Meilleure réponse aux besoins et attentes des femmes
Les femmes exprimant des souhaits spécifiques pour leur accouchement sont assez peu nombreuses (dont 4 % qui ont rédigé un projet de naissance). Elles déclarent généralement être satisfaites des réponses apportées par l’équipe médicale. Avant leur arrivée à la maternité, 15 % des femmes ont déclaré ne pas souhaiter d’analgésie péridurale. L’analgésie non médicamenteuse gagne du terrain (14 % à 36 %). Cependant, le taux effectif de recours à l’analgésie péridurale s’établit à 82 % (contre 79 % en 2010). L’utilisation des pompes permettant une analgésie épidurale selon un débit contrôlé par le patient (PCEA) se répand (passé de 58 % à 69 %). Et si au total, 88 % des femmes déclarent être satisfaites des méthodes dont elles ont bénéficié pour contrôler la douleur et les contractions, il reste que 12 % des patientes ne sont peu ou pas du tout contentes. Un espace dédié aux accouchements peu médicalisés et distinct des salles de naissance traditionnelles existe dans 40 % des établissements. On peut rappeler à cet égard que la revendication des patientes n’est pas une démédicalisation de l’accouchement, mais un meilleur respect de leur autonomie et de leur participation aux décisions médicales les concernant…
Évolution des protocoles de soins
Une unité mère-enfant « kangourou » permettant aux nouveau-nés à surveiller de rester près de leur mère existe désormais dans 30 % des établissements. Les programmes de « réhabilitation précoce post-césarienne » sont destinés à améliorer l’évolution fonctionnelle des patientes après l’intervention et à réduire la morbidité postopératoire. Ils combinent lutte contre la douleur, ablation rapide des drains et cathéters divers, mobilisation et lever précoce, reprise précoce des boissons et aliments. Ils se développent et sont présents dans 60 % des établissements.
L’accompagnement des femmes à la sortie de la maternité s’est généralisé, avec ou sans la participation du dispositif PRADO pour le bas risque. Deux points restent à améliorer : la qualité de l’information des femmes pendant la grossesse et la généralisation de la diffusion des fiches de liaison hôpital-ville.

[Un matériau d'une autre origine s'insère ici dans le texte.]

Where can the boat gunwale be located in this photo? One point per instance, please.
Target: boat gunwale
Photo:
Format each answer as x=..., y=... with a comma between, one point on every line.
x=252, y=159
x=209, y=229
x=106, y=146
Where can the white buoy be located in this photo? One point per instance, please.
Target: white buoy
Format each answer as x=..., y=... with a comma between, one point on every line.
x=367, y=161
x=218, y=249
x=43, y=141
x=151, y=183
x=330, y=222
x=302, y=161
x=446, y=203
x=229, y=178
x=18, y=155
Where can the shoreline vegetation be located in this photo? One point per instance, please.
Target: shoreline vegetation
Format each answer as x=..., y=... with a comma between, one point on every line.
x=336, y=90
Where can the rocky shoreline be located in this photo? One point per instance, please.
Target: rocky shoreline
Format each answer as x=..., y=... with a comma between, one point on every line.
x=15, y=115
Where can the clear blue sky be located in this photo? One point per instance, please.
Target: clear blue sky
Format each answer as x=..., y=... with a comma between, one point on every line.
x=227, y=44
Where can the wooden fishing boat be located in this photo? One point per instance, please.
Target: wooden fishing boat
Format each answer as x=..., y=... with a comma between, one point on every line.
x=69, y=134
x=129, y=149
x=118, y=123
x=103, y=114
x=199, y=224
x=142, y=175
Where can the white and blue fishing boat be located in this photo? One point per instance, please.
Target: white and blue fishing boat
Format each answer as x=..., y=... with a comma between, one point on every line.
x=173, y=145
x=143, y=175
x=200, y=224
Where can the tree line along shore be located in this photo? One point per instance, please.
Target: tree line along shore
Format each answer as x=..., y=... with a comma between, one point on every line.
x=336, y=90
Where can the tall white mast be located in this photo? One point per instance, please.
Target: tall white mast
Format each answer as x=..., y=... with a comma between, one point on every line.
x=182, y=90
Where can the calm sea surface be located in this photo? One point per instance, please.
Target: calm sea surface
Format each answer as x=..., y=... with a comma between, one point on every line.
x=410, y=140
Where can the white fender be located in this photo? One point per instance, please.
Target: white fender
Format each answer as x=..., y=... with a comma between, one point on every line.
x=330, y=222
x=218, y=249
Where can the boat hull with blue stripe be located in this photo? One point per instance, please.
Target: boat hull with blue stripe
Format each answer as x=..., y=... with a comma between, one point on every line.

Prise en charge des populations vulnérables
Une maternité sur 6 déclare accueillir au moins une fois par mois des femmes sans hébergement à leur sortie (21 % des établissements publics et ESPIC sont concernés et 4 % des établissements privés à but lucratif). Douze maternités, dont 11 sont situées en Île-de-France, sont confrontées à cette situation au moins une fois par semaine. La prise en charge des femmes en situation de précarité reste extrêmement complexe. Elle est présente de manière très diverse selon les maternités. On trouve parmi les ressources mobilisées par les différents établissements le recours à des Permanences d’accès aux soins de santé (PASS), à des réunions de concertation pluridisciplinaire médicopsycho-sociales (RCP), à la PMI, à des assistantes de service social… Concernant les personnes à mobilité réduite, plusieurs établissements disposent des équipements permettant le suivi prénatal, l’accouchement, puis le séjour en maternité dans une chambre spécialement aménagée. Leur nombre augmente à mesure de la taille de l’établissement (maternités de moins de 500 accouchements annuels : 44 % ; maternités de > 3 500 accouchements annuels : 92 %).